Pakistan protests after US strike kills four civilians

MIRANSHAH, Pakistan (AFP) — Pakistan lodged a protest with coalition forces in Afghanistan on Thursday after two Pakistani women and two children were killed by US fire from across the border, the army said.

The US-led coalition, which helped to topple Afghanistan's Taliban regime in late 2001, confirmed that it had launched a "precision guided" strike on Pakistani territory but said it targeted a militant compound.

The issue of foreign military intervention in Pakistan is sensitive, with President Pervez Musharraf, a key US ally, saying earlier this year that unauthorised actions would be treated as an invasion.

Chief Pakistani military spokesman Major General Athar Abbas said coalition artillery fire destroyed the victims' house in the troubled tribal region of North Waziristan, an alleged haven for Al-Qaeda and Taliban militants.

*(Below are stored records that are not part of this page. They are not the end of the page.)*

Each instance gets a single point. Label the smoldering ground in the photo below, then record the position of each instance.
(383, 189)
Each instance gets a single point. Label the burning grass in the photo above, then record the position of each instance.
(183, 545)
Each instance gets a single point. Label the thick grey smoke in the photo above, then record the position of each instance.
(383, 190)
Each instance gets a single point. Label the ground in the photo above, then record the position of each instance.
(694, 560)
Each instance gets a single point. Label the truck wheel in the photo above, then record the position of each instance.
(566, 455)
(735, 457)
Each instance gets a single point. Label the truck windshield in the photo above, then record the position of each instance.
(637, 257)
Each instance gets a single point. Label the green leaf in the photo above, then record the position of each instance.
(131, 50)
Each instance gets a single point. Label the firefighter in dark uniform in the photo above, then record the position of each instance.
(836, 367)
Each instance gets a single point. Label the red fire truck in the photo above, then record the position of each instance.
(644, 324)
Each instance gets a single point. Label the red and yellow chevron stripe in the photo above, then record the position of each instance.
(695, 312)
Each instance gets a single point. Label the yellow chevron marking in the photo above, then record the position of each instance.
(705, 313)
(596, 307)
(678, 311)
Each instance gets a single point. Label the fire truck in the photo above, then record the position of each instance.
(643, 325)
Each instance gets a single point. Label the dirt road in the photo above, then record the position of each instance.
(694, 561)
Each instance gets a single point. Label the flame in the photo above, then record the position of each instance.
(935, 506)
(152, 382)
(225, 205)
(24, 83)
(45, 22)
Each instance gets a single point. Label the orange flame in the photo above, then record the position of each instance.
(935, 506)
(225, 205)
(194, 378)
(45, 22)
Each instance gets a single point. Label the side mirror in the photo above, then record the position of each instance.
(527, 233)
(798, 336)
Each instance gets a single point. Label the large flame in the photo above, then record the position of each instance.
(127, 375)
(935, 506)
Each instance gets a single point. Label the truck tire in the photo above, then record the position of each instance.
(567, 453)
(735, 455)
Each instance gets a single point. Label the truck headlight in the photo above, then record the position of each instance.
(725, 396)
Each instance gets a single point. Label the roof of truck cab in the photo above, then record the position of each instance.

"The coalition forces were firing at a group of militants when five shells landed in Pakistan, destroying a house and killing two women and two children," Abbas told AFP.

"We have lodged a very strong protest with the coalition forces across the border," he said.

Local officials said the house in the town of Lwara Mundi, a hotbed of militancy on the frontier where there have been frequent clashes between security forces and militants, belonged to a local tribesman.

In Kabul, a spokesman for the US-led coalition said it could not comment directly on the Pakistani account but confirmed it had launched a strike on the other side of the porous 1,500-mile (2,500-kilometre) frontier.

"We can confirm a precision-guided ammunition strike on March 12 on a compound connected with Haqqani network 1.5 kilometres (about a mile) across the border in Pakistan," coalition spokesman Major Chris Belcher told AFP.

The Haqqani network refers to Islamist militants led by Taliban commander Sirajuddin Haqqani, who is allegedly based in Miranshah, the main town in North Waziristan.

"I do not have any information on any casualties that may have occurred," the spokesman said.

Belcher said that, "The information I have is that the government of Pakistan was notified immediately following the strike.

"It is not the first time that they (coalition forces) have had to respond to an imminent threat across the border in Pakistan. Every time we do, we clear that with Pakistani authorities."

Several previous missile strikes in the region have been attributed to the United States, including one that killed senior Al-Qaeda commander Abu Laith al-Libi in North Waziristan in January.

The border between the two countries has been wracked by fighting since US-led forces invaded Afghanistan in late 2001 to oust the hardline Taliban regime following the September 11 attacks on the United States.

Separately on Thursday, more than 1,000 tribesmen protested against the killing of eight civilians by Pakistani forces this week in the lawless Bajaur tribal region, witnesses said.

"There will be a popular uprising if the security forces do not stop killing innocent people," hardline Jamaat-e-Islami party leader Haroon-ur Rasheed told the gathering as tribesmen chanted, "Stop being stooges of the US army."